I’ve found Icons, one of the latest ttrpg supers game released with some decent popularity, to be completely backwards compatible with the old-as-dirt-old-school supers game DC Heroes. Currently the only copy of this great Mayfair game from the 80’s easily had is the retro-clone from Polaris called The Blood of Heroes. BoH is a complete set of rules which incorporate all the powers and mechanics through DC 3 edition. I like that it is also divorced from the DC Universe, emphasizing the best utility of the game is as your game system used in your own super’s hero universe.
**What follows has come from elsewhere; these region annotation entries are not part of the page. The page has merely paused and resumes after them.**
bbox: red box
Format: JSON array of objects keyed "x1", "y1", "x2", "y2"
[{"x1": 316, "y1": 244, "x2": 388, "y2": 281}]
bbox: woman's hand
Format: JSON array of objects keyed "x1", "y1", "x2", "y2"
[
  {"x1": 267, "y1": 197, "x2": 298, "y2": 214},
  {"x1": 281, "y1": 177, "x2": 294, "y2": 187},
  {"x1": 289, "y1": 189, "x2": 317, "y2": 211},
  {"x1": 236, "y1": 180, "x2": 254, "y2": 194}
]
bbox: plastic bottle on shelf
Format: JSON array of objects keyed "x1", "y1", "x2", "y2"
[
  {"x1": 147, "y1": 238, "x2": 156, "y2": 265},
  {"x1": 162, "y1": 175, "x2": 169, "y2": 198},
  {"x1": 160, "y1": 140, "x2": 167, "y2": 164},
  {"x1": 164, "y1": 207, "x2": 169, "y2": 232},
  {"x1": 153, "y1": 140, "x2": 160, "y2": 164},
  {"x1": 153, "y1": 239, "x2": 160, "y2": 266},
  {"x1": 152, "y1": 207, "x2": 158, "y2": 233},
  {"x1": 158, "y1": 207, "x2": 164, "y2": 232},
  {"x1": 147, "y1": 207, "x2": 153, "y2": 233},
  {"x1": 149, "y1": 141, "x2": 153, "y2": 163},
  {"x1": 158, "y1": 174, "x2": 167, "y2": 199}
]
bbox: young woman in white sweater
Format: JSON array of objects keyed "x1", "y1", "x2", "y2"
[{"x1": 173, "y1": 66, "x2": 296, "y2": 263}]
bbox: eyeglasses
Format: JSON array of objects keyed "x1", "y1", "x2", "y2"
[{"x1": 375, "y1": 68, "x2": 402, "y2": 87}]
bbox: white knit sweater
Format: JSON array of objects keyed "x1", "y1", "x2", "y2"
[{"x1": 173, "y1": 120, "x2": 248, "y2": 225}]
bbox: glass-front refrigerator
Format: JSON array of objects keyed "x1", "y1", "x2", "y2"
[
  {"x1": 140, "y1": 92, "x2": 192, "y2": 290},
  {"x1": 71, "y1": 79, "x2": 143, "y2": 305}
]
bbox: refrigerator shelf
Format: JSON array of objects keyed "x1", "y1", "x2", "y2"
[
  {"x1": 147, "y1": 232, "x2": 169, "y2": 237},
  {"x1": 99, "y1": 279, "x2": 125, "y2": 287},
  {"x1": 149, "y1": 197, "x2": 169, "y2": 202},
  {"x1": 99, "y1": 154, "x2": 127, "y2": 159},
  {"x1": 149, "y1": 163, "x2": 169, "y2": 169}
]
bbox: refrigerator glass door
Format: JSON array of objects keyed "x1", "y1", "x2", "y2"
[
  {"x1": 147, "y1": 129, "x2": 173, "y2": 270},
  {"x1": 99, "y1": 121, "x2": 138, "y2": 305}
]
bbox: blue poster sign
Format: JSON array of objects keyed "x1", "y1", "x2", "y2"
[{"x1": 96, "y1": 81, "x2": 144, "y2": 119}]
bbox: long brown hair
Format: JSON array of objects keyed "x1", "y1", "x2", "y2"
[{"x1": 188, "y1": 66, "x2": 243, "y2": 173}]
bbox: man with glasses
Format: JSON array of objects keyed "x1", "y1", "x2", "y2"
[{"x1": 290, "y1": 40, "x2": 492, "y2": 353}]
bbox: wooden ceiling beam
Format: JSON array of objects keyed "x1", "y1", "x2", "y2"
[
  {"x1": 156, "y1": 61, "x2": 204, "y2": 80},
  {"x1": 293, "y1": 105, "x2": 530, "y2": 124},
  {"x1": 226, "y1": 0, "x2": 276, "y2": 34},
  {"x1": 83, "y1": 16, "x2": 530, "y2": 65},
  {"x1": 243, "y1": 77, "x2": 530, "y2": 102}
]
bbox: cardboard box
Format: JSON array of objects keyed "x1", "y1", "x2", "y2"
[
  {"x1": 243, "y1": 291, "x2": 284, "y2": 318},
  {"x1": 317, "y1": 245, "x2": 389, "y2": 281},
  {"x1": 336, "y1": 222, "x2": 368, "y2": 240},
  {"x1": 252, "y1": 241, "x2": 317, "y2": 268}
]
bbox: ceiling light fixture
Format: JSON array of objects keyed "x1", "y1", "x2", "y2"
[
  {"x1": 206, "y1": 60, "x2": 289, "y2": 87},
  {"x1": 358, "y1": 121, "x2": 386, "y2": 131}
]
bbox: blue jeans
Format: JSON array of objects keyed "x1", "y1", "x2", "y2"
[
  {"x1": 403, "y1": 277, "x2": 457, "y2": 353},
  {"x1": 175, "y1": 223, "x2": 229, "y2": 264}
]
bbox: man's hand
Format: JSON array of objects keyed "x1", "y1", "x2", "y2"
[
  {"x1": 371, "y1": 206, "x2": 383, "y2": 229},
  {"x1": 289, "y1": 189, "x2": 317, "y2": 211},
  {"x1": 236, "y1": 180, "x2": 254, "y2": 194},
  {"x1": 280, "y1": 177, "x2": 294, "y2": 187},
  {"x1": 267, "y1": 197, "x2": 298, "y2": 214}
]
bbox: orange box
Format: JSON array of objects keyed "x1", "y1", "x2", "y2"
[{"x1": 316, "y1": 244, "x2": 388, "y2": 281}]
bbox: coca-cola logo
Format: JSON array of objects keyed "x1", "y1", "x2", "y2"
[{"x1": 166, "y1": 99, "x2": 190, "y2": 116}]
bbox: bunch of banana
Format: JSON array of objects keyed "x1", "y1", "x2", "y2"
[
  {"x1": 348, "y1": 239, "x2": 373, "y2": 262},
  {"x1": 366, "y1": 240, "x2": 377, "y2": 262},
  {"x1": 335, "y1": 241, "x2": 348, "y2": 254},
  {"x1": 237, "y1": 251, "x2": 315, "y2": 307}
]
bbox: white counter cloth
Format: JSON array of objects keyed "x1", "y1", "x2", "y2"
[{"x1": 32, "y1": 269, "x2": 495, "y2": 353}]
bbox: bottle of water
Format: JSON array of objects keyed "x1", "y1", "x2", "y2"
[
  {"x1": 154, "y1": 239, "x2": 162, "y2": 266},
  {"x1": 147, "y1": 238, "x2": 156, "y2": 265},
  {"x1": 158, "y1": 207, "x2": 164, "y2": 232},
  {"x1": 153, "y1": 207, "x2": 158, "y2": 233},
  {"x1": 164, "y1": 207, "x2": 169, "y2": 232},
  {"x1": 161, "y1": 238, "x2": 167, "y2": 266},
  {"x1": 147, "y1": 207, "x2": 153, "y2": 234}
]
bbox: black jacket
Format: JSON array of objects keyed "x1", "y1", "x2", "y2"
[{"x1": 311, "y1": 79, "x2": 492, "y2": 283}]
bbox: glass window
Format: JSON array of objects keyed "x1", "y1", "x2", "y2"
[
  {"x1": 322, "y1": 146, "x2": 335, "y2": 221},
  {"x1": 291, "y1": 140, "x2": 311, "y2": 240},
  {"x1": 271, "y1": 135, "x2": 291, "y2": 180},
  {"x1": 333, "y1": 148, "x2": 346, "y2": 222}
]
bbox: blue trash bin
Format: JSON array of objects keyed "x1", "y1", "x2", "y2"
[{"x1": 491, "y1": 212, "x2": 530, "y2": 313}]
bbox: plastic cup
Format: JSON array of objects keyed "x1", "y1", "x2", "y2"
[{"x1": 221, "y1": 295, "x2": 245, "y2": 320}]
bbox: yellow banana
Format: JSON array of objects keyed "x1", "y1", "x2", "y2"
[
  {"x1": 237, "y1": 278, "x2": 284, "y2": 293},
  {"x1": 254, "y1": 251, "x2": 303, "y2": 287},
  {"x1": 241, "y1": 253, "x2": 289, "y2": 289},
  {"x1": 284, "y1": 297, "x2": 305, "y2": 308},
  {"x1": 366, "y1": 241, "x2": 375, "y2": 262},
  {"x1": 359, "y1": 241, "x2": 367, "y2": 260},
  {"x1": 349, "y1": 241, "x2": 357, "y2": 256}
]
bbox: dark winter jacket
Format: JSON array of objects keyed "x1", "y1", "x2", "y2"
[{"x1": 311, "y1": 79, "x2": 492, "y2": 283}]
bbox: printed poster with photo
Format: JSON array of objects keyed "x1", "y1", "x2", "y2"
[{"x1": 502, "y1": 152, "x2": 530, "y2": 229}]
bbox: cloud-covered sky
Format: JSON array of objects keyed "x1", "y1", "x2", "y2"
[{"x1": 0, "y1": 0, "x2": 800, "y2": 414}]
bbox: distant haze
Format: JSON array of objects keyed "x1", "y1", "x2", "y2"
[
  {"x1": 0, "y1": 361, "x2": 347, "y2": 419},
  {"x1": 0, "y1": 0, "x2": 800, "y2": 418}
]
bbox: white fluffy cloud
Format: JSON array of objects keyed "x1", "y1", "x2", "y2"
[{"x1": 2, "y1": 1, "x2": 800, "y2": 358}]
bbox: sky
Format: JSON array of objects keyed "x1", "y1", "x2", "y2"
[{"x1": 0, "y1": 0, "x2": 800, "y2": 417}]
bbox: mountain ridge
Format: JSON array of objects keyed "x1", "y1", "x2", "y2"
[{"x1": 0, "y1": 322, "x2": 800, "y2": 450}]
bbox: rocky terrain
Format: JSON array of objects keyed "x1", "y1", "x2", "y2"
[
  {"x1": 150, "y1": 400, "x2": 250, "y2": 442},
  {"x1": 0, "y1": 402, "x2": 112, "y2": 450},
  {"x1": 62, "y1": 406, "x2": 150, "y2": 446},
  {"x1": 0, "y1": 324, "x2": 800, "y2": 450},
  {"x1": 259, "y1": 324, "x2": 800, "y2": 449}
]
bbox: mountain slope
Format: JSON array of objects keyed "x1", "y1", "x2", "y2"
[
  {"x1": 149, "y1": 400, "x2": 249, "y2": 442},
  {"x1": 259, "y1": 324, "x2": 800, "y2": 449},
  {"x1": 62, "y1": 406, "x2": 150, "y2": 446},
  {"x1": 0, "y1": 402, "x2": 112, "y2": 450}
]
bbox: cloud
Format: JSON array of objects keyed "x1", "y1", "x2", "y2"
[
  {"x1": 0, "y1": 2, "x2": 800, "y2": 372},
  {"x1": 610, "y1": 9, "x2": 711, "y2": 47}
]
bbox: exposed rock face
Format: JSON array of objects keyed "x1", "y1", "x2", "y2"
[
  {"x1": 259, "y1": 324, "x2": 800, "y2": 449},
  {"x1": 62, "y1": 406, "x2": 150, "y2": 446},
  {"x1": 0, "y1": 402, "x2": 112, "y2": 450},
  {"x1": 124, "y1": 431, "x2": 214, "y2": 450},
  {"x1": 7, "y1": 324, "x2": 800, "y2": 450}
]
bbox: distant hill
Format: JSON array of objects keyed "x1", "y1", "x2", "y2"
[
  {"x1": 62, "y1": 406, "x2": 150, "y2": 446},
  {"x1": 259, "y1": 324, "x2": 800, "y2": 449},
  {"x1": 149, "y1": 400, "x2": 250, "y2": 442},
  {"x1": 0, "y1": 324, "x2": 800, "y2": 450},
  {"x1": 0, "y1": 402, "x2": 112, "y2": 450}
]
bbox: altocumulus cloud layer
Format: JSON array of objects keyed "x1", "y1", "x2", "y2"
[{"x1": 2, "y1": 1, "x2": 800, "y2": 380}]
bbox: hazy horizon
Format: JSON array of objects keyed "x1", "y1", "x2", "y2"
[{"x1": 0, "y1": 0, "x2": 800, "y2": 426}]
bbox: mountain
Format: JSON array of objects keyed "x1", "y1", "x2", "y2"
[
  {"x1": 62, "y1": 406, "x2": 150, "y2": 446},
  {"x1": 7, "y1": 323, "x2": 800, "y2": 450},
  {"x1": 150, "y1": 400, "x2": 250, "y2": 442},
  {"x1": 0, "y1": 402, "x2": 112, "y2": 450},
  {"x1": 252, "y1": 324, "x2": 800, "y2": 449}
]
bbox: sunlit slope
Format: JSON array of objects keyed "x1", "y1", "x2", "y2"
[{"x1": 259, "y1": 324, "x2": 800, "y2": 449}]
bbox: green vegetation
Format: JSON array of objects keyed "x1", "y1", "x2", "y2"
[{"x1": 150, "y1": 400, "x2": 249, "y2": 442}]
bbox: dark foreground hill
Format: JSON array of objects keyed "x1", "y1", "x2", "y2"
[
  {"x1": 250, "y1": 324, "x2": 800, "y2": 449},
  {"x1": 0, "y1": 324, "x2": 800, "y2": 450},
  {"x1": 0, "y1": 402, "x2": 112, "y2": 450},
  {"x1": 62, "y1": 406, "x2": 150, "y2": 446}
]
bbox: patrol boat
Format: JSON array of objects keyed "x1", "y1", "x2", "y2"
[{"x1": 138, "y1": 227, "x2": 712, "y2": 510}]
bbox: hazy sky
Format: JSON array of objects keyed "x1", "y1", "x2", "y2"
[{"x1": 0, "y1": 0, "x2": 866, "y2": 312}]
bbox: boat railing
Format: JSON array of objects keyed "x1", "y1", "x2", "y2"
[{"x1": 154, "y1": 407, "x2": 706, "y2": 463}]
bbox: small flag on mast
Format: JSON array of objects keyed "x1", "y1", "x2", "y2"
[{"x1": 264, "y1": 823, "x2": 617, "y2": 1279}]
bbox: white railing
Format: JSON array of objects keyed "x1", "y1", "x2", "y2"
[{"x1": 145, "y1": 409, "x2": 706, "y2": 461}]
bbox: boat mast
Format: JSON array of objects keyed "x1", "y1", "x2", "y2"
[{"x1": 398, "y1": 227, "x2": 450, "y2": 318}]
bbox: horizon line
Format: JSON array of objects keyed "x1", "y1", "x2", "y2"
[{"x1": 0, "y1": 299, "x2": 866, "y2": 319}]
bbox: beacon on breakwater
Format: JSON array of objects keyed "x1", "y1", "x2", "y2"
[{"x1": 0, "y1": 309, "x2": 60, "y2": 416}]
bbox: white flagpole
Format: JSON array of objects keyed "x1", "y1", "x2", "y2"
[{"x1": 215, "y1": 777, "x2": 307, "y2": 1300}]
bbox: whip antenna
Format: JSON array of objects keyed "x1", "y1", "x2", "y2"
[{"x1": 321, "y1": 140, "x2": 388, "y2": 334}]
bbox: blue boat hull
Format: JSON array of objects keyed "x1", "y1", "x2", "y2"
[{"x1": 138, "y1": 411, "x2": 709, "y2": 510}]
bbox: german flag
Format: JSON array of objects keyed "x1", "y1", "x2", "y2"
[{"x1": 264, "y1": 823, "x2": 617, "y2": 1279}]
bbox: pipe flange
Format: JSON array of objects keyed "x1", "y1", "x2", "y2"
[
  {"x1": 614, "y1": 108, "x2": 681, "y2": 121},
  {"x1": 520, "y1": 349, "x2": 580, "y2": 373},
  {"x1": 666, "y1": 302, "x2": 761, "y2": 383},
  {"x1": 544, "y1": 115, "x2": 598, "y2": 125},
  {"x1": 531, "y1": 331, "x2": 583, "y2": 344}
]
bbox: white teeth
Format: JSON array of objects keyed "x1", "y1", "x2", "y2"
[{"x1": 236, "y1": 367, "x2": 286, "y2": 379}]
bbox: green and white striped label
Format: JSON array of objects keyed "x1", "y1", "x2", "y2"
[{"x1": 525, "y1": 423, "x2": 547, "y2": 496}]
Icons should be noted lends itself to creating your unique
superhero setting. It does this with its character creation process. World building
and super villains are created the same time everyone is making up their random
character. But I’ve used the Icons random character creation method generate
BoH/DC Hero characters. The two systems are so compatible it fits like peanut
butter and jelly.
Interesting, the game Icons bills itself as rather
FATE-adjacent, with its inclusion of Aspects and the use of FUDGE dice, but
really, it is just a recasting of Mayfair’s ground-breaking Exponential Game
System! It also shows these “innovations” FATE’s story-telling system touts as
a new way of playing ttrpg’s with a more player-focused set of rules is not.
Early superhero games like TSR’s Marvel and Mayfair’s DC Heroes had these
player-facing rules and mechanics consciously built into the fabric of these
games. I’m obviously referring to the supers’ genre conceit of heroic flaws,
disadvantages, drawbacks, complications, etc. Every
superhero role playing game at the dawn of the hobby included these character-driven
world building and character-building elements. Really, a new game of Champions,
or Villains & Vigilantes always started players and referee bouncing
ideas off each other and coming up with their various enemies and
power-origins. The act of character creation in any superhero game is
automatically player-gm world building collaboration.
The next reveal this thought experiment of mine gave me is the relationship between the superhero genre and story-game intent. The juice of a superhero game is the soap-opera level drama players get involved with due to their alter-ego and the consequence of ultimate power. I mean SOAP-OPERA, afternoon television over the top back from the dead silly storytelling. And then you get to have a monster fight which wrecks cities!
This isn’t for everyone and running a supers’ game is a good
challenge for Game Masters just on that point alone. It is a refreshing take
from general murder-hoboing and the black and white moralities of the fantasy gaming
realm. Supers’ games, like most games set in a contemporary setting, are NPC-heavy.
A city street is a city street. It is the people who make the place fascinating,
dramatic and filled with tension. The ordinary has to be made extraordinary without
descending into camp. And this is what story games are really about. Spinning
tales of interpersonal conflict in a very soap-opera way.
But back to the conversion method. Really, it is so simple I
just went on the above rant to fill out the post.
Here is how the ICONS attributes translate to MEGS
attributes:
Prowess = Influence
Coordination = Dexterity
Strength = Strength
Intellect = Intelligence
Awareness = Aura and Mind
Willpower = Will and Spirit
Stamina/2 = Body
Stamina is a derived stat in Icons and is a simple
addition of two other attributes. When attributes are added together in BoH’s
it is an increase in one point, not a straight addition. This is because the
system is exponential, each number is twice the value of the number before it.
3 is twice as much as 2.
Now it is just a matter of plugging the Icons values
into the appropriate BoH’s attributes.
Powers work the same way. A Flight of 10 in Icons is a
10 in Flight in BOH. Specialties are Skills. Qualities and Aspects are Drawbacks,
Limitations, Advantages, and Bonuses from old-school BoH. Even resolution is
identical. Both compare an Acting to an Opposing value and establish a degree
of success. The spread of results, from terrible to nothing to exceptional
success, is the same to.
Vehicles work the same way. You can take Icon stats
and use them directly with BoH/DC Heroes rules, no modification!
I don’t have much interest in playing Icons. Blood of Heroes
gives me a denser supers experience and the level of “crunch” and dramatic
roleplay and pace of combat all come together perfectly for me with these
rules. I don’t really much care for ICONS adventure material. I find the
stuff terribly derivative framing of superhero cliches. Buuut, if you
love your game of ICONS you have the whole DC Catalogue of heroes and
villains all in ICONS numbers. Any of these old-school adventures can be
dropped into your Icons campaign world with no mechanical prep
required. The official Icons setting of Stark City and its sourcebook
can be used with any DC Heroes/MEGS campaign you may have. Any of the Icons
third party adventures and books can be used with your MEGS.
So that is really all there is to it. DC Heroes and ICONS
are completely compatible games! It seems Steve Kenson has successfully
traveled from writing a supers game on an old D&D chassis to writing a
supers game on and old DC Heroes chassis and calling it some kind of original
or different take on FATE, FUDGE and story-games is off the mark. The “neat”
things ICONS claims in bullet points on the back of their book are old
achievements by various old school games made a long, long time ago.